06 総受け
可愛らしい、人と悪魔のハーフ、そして私の小さな末の弟である奥村燐は、よく私の部屋に来る。
塾の無い日の放課後、出席日数の足りている授業のエスケープ先…理由はさまざまだが、今日も私の自慢のソファに身を沈めながら、珍しく目を輝かせてテレビを見ている。
いつも彼が見ているのは料理番組かアニメなのだが、今日はたまたま付けた番組が面白かったらしい。

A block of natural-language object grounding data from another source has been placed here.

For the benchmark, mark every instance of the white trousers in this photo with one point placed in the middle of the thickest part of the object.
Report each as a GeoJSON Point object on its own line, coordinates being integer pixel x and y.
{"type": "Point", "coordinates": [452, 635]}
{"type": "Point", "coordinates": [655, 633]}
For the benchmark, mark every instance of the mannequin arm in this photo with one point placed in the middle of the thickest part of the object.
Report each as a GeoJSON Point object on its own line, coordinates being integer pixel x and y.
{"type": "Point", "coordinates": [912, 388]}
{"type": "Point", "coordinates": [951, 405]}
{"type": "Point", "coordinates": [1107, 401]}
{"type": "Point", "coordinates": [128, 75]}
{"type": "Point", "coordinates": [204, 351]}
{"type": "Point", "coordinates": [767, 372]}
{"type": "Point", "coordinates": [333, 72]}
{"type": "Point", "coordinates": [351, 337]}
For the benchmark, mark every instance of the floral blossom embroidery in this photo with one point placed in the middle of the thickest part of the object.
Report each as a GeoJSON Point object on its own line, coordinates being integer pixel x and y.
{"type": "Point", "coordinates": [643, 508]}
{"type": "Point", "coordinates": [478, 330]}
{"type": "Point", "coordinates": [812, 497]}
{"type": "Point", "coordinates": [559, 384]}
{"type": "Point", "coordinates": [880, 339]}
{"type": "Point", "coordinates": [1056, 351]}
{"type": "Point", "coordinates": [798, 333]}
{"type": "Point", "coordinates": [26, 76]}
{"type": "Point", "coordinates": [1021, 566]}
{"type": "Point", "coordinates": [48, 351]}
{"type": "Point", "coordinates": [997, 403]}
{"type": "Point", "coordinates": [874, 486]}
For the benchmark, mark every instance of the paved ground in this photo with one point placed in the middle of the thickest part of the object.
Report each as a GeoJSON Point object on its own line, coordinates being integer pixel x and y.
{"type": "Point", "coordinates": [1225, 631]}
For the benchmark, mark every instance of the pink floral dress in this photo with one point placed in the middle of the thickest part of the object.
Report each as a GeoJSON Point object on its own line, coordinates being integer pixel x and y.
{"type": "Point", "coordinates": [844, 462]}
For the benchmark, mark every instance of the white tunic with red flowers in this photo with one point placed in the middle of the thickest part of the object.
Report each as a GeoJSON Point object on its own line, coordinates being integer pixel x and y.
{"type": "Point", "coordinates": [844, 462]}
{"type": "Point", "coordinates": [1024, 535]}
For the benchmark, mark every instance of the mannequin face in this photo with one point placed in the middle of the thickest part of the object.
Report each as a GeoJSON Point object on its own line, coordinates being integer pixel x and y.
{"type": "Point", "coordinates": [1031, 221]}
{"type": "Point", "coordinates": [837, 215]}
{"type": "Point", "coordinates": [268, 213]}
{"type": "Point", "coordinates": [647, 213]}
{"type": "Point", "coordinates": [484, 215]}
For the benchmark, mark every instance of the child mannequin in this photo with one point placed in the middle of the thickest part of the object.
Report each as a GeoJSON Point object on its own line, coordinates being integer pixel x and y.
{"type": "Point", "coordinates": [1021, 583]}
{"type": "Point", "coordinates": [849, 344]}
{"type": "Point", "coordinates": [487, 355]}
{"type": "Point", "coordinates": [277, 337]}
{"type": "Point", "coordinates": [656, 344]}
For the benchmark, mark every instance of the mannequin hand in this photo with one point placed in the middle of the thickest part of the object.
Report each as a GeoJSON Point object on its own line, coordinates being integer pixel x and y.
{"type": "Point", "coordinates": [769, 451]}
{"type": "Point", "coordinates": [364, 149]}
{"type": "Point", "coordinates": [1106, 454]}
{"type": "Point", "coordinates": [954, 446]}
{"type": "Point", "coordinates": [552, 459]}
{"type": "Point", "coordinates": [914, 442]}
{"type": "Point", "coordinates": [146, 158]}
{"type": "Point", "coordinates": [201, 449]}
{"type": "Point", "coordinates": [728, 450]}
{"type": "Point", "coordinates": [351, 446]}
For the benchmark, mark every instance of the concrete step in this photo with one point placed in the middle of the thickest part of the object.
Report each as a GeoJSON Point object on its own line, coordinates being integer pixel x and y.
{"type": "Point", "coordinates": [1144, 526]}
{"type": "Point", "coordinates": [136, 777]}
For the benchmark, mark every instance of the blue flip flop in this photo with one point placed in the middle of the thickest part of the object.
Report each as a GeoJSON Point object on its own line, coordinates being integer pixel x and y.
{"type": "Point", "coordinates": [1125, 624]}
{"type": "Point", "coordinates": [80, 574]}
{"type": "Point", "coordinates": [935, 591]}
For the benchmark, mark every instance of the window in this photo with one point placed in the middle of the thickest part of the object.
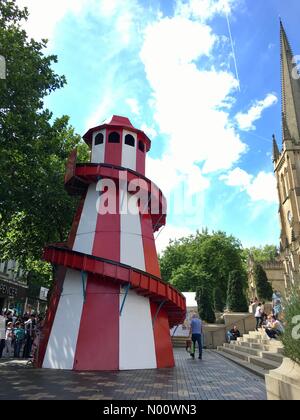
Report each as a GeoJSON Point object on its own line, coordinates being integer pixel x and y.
{"type": "Point", "coordinates": [114, 137]}
{"type": "Point", "coordinates": [141, 146]}
{"type": "Point", "coordinates": [129, 140]}
{"type": "Point", "coordinates": [99, 139]}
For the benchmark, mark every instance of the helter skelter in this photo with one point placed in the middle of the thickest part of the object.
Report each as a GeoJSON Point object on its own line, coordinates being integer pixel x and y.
{"type": "Point", "coordinates": [110, 309]}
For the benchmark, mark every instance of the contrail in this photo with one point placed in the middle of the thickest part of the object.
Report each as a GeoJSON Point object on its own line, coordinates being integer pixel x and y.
{"type": "Point", "coordinates": [232, 46]}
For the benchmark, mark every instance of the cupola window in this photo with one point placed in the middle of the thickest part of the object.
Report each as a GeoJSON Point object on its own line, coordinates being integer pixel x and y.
{"type": "Point", "coordinates": [129, 140]}
{"type": "Point", "coordinates": [141, 146]}
{"type": "Point", "coordinates": [99, 139]}
{"type": "Point", "coordinates": [114, 137]}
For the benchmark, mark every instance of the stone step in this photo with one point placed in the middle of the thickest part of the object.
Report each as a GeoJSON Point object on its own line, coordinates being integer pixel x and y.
{"type": "Point", "coordinates": [256, 334]}
{"type": "Point", "coordinates": [276, 357]}
{"type": "Point", "coordinates": [235, 353]}
{"type": "Point", "coordinates": [246, 365]}
{"type": "Point", "coordinates": [263, 347]}
{"type": "Point", "coordinates": [243, 349]}
{"type": "Point", "coordinates": [265, 342]}
{"type": "Point", "coordinates": [264, 363]}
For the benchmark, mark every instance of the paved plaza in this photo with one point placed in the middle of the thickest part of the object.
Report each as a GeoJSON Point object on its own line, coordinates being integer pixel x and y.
{"type": "Point", "coordinates": [214, 378]}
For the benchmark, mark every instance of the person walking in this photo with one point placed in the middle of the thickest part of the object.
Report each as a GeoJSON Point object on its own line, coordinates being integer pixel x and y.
{"type": "Point", "coordinates": [196, 331]}
{"type": "Point", "coordinates": [19, 334]}
{"type": "Point", "coordinates": [9, 338]}
{"type": "Point", "coordinates": [2, 334]}
{"type": "Point", "coordinates": [258, 316]}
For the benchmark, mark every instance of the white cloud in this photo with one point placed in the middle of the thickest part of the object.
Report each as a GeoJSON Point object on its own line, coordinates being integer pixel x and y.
{"type": "Point", "coordinates": [259, 188]}
{"type": "Point", "coordinates": [44, 16]}
{"type": "Point", "coordinates": [191, 102]}
{"type": "Point", "coordinates": [204, 9]}
{"type": "Point", "coordinates": [246, 120]}
{"type": "Point", "coordinates": [170, 232]}
{"type": "Point", "coordinates": [133, 105]}
{"type": "Point", "coordinates": [150, 131]}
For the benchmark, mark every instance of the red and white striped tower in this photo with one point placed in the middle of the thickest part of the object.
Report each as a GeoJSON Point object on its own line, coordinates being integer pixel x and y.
{"type": "Point", "coordinates": [109, 309]}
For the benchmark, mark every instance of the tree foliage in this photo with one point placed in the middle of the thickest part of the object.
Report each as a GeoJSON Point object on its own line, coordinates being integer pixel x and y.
{"type": "Point", "coordinates": [204, 298]}
{"type": "Point", "coordinates": [236, 297]}
{"type": "Point", "coordinates": [35, 209]}
{"type": "Point", "coordinates": [216, 254]}
{"type": "Point", "coordinates": [263, 286]}
{"type": "Point", "coordinates": [263, 254]}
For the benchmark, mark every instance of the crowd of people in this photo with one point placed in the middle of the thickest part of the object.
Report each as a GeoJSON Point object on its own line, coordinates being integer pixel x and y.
{"type": "Point", "coordinates": [271, 323]}
{"type": "Point", "coordinates": [19, 334]}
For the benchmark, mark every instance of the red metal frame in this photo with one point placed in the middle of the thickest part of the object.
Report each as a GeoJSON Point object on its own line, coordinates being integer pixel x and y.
{"type": "Point", "coordinates": [144, 283]}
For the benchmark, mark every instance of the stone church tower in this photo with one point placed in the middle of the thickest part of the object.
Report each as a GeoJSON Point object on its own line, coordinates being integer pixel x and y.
{"type": "Point", "coordinates": [287, 165]}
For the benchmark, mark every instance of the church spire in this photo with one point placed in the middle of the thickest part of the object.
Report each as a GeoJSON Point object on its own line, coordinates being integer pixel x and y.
{"type": "Point", "coordinates": [276, 153]}
{"type": "Point", "coordinates": [290, 91]}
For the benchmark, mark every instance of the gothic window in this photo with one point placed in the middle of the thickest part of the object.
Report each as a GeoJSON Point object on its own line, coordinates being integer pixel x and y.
{"type": "Point", "coordinates": [129, 140]}
{"type": "Point", "coordinates": [141, 146]}
{"type": "Point", "coordinates": [114, 137]}
{"type": "Point", "coordinates": [99, 139]}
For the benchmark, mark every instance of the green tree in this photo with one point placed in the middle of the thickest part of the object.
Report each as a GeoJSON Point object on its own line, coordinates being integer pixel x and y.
{"type": "Point", "coordinates": [216, 254]}
{"type": "Point", "coordinates": [35, 209]}
{"type": "Point", "coordinates": [218, 300]}
{"type": "Point", "coordinates": [236, 298]}
{"type": "Point", "coordinates": [263, 287]}
{"type": "Point", "coordinates": [186, 278]}
{"type": "Point", "coordinates": [204, 298]}
{"type": "Point", "coordinates": [261, 255]}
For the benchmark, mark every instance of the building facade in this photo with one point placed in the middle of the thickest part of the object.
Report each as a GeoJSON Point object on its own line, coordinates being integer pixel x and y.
{"type": "Point", "coordinates": [275, 273]}
{"type": "Point", "coordinates": [287, 165]}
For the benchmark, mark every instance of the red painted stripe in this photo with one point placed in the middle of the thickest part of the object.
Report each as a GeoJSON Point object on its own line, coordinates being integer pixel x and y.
{"type": "Point", "coordinates": [98, 339]}
{"type": "Point", "coordinates": [107, 240]}
{"type": "Point", "coordinates": [140, 160]}
{"type": "Point", "coordinates": [50, 315]}
{"type": "Point", "coordinates": [75, 224]}
{"type": "Point", "coordinates": [162, 338]}
{"type": "Point", "coordinates": [150, 254]}
{"type": "Point", "coordinates": [143, 282]}
{"type": "Point", "coordinates": [113, 151]}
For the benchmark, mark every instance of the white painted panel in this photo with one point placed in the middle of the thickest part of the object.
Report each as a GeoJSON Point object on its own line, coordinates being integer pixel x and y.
{"type": "Point", "coordinates": [137, 347]}
{"type": "Point", "coordinates": [84, 239]}
{"type": "Point", "coordinates": [98, 152]}
{"type": "Point", "coordinates": [63, 338]}
{"type": "Point", "coordinates": [132, 250]}
{"type": "Point", "coordinates": [129, 152]}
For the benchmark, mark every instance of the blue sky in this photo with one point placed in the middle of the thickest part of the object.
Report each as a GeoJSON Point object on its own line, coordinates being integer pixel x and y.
{"type": "Point", "coordinates": [169, 67]}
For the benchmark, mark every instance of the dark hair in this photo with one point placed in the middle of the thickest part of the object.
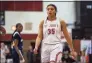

そっと彼の後ろからテレビを覗き見ると、『今日のテーマは小悪魔☆』と画面の左上にテロップが出ている。
「おおぉぉ…!」
感嘆の声を上げる彼の視線の先では、
『お財布がピンチの時の小さな処世術☆「奢ってもらうだけ」が嫌なあなたに!彼には嬉しさを最大限表現し、感謝を伝え、気分良くなってもらう。これが小悪魔のギブアンドテイクよ☆』
という意味のわからないナレーションが流れている。
(どこに納得する要素があるんですかねぇ…)
素直な尻尾はくるくると宙を舞っている。
(まぁ、楽しそうでなによりです☆)
自分の机に戻ると、パチンと指を鳴らして和菓子と緑茶を出すと、和風ティータイムにすることにした。
「メーフィースートー?」
「…?どうしたんですか?」
トトト、と軽い足取りで近づいてきた彼は、私の背後に回り込むと、その身を少し屈めて肩に顎を乗せ、椅子の背もたれごと包むように、するりと手を回してきた。
「メフィスト、お腹すいた!…ケーキ…食べたい…」
(先ほど見ていたテレビはこれですか。まったく、この子は…)
最後の方に不安になったのか、少し戸惑いながら言うその言葉に、彼特有の純粋な可愛らしさが見えて、呆れながらもパチリと指を鳴らしてしまった。
(まったく。私も甘いですねぇ)
「わっ…!こ、これ食べていいのか?」
自分でねだったくせに、そんな純粋な反応をする。そういう所が飽きないのだ、彼は。
ふふ、と笑って、
「君が食べたいと言ったんでしょう?」
そう言うと、照れたようにふわりと嬉しそうに彼も笑った。
「へへ…いっただっきまーす!」
「さすが『小悪魔系』だな!俺にぴったりだ!」
まぐまぐと食べながらそう呟いた彼に、またパチリと指を鳴らして紅茶を出してやりながら、心の中で呟く。
(いや、その悪魔とは違うと思うのですが…)
まぁいいか、と言葉にせずに、見守ることにした。
(面白そうですしねぇ)
本当に小さな弟の横顔を見ながら、小さくほくそ笑んだ。